Knowledge distillation into skills via feedback loops
Agents know syntax. They don’t know taste. You can’t fix that by writing better prompts. You fix it by distilling your knowledge into a skill - and the best way to distill is through a feedback loop.
I built charts-cli to prove this. Feed it an ECharts JSON config, get back SVG or PNG. 12 chart types, one pipe.
echo '{"series":[{"type":"bar","data":[10,20,35]}]}' | charts render -o chart.png
The CLI worked immediately. The output looked terrible. Here’s what an agent produces without a skill vs. with one:
Left: default ECharts. Right: with a 213-line skill. Same data, same chart types.
The model knows ECharts syntax. It has no taste. The skill on the right is 213 lines of distilled aesthetic knowledge. I didn’t write it from memory. I extracted it through a feedback loop.
The distillation loop
The process:
- Write a rule (or guess one)
- Agent renders a chart using the skill
- Look at the output
- Fix the skill
- Repeat
That’s it. Each cycle distills one piece of tacit knowledge into an explicit rule.
First render: transparent background, invisible on dark viewers. Added backgroundColor: "#ffffff". Second render: default ECharts blue, looks dated. Picked a palette: #4f46e5, #0d9488, #d97706, #dc2626, #7c3aed, #0891b2. Third render: bars look flat. Added borderRadius: [5,5,0,0]. Fourth render: no value labels. Added label.show: true, position: "top".
Each render surfaced exactly one problem. Each fix distilled one more thing I knew but hadn’t articulated into the skill.
Knowledge that only exists through use
Some rules aren’t in any documentation. They can only be distilled by running the loop:
- Candlestick charts need
yAxis.scale: true. Without it, the axis starts at 0 and candles in the 140-155 range become invisible slivers. - Pie/donut charts need
-W 800 -H 500(taller than default) or labels get clipped. - Gauge charts look best as progress arcs, not classic needles.
progress.show: true,pointer.show: false, hide all ticks and labels, big center value. - Heatmaps need extra right margin (
grid.right: 120) or the visualMap legend overlaps the chart.

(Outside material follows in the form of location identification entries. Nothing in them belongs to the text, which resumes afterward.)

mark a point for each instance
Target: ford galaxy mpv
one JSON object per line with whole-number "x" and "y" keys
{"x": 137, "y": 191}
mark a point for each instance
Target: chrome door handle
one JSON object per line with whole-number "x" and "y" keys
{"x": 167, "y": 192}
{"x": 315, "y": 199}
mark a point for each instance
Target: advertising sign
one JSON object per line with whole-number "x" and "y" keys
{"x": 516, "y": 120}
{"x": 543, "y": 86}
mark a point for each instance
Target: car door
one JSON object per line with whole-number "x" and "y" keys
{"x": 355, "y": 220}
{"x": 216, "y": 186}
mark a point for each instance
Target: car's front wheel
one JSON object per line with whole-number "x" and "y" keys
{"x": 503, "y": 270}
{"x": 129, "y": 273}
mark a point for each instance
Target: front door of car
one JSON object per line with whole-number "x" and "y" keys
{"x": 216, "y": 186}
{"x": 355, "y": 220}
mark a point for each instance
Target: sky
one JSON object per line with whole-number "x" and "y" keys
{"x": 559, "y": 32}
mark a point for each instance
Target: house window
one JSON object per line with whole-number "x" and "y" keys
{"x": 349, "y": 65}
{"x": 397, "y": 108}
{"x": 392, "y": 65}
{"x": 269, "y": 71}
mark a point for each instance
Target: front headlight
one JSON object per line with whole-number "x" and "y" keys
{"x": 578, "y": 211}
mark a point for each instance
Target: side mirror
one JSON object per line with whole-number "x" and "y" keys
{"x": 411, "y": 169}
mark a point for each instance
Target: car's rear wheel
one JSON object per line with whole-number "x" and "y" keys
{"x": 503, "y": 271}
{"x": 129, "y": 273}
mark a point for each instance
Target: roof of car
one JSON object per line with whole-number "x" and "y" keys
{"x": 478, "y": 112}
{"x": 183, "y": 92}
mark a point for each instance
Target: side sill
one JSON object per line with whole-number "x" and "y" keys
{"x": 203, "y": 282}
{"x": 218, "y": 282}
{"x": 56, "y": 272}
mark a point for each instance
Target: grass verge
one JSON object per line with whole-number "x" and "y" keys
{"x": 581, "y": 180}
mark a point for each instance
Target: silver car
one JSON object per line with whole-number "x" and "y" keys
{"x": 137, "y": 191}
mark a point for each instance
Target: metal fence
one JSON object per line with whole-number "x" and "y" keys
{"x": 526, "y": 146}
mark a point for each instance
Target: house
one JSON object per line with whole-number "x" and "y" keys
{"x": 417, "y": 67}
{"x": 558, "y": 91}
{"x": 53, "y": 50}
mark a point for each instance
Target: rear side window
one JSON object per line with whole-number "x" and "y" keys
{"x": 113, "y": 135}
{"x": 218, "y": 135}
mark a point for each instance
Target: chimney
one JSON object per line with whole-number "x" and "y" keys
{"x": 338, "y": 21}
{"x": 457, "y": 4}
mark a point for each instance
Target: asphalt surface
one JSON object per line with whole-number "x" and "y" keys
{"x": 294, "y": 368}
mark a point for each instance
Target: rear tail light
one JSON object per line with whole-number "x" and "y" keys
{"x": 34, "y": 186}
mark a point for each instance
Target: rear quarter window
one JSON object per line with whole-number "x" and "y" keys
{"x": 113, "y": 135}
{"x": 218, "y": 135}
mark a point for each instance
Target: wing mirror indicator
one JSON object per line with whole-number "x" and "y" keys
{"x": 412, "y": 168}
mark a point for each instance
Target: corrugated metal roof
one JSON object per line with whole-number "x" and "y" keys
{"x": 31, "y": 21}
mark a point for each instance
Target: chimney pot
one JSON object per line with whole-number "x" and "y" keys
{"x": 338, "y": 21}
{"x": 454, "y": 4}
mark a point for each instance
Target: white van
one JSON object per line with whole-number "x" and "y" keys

No amount of reading ECharts docs would have surfaced these. This knowledge only exists through use. The feedback loop is how you capture it.
Distill further
After covering all 12 chart types, the skill was 587 lines and ~3,700 tokens. I’d distilled the knowledge, but I hadn’t compressed the expression.
The model already knows ECharts. It can run charts schema bar to get the config structure. What it needs from the skill is opinions - the specific values, the non-obvious gotchas, the aesthetic choices. Everything else is noise eating the context window.
So I distilled again - from verbose JSON blocks to bullet-point principles. This is the entire bar section:
### Bar
- barWidth: "50%", rounded top corners borderRadius: [5,5,0,0]
- Value labels on top: label.show: true, position: "top",
color #1f2937, fontSize 13, fontWeight bold
Two lines. The model composes the full JSON from this plus the schema.
587 to 213 lines. ~3,700 to ~1,500 tokens. 59% smaller.
Validate
Compressing is scary. Did I cut too much? To find out, I used nanny - a task orchestrator that breaks a goal into sub-agents. I gave it one job: build every chart variant from the trimmed skill alone. 14 sub-agents, 14 chart types, each reading only the compressed skill and charts schema.
Every single one produced a clean chart on the first render.
The distilled principles were enough. The verbose examples were never needed.
The output
The full range - all generated by agents reading the same 213-line skill:
Get it
npm install -g charts-cli
To install the skill with the design principles from this post:
npx skills add Michaelliv/charts-cli
The source is on GitHub. MIT licensed. Works with any agent that can run CLI commands - Claude Code, Pi, Codex, whatever.
The takeaway isn’t about charts. It’s about distillation. You have knowledge the model doesn’t - taste, opinions, hard-won gotchas. A feedback loop extracts it, one render at a time. Compression purifies it. Validation proves it. The result is a skill that’s small, dense, and better than anything you could have written from scratch.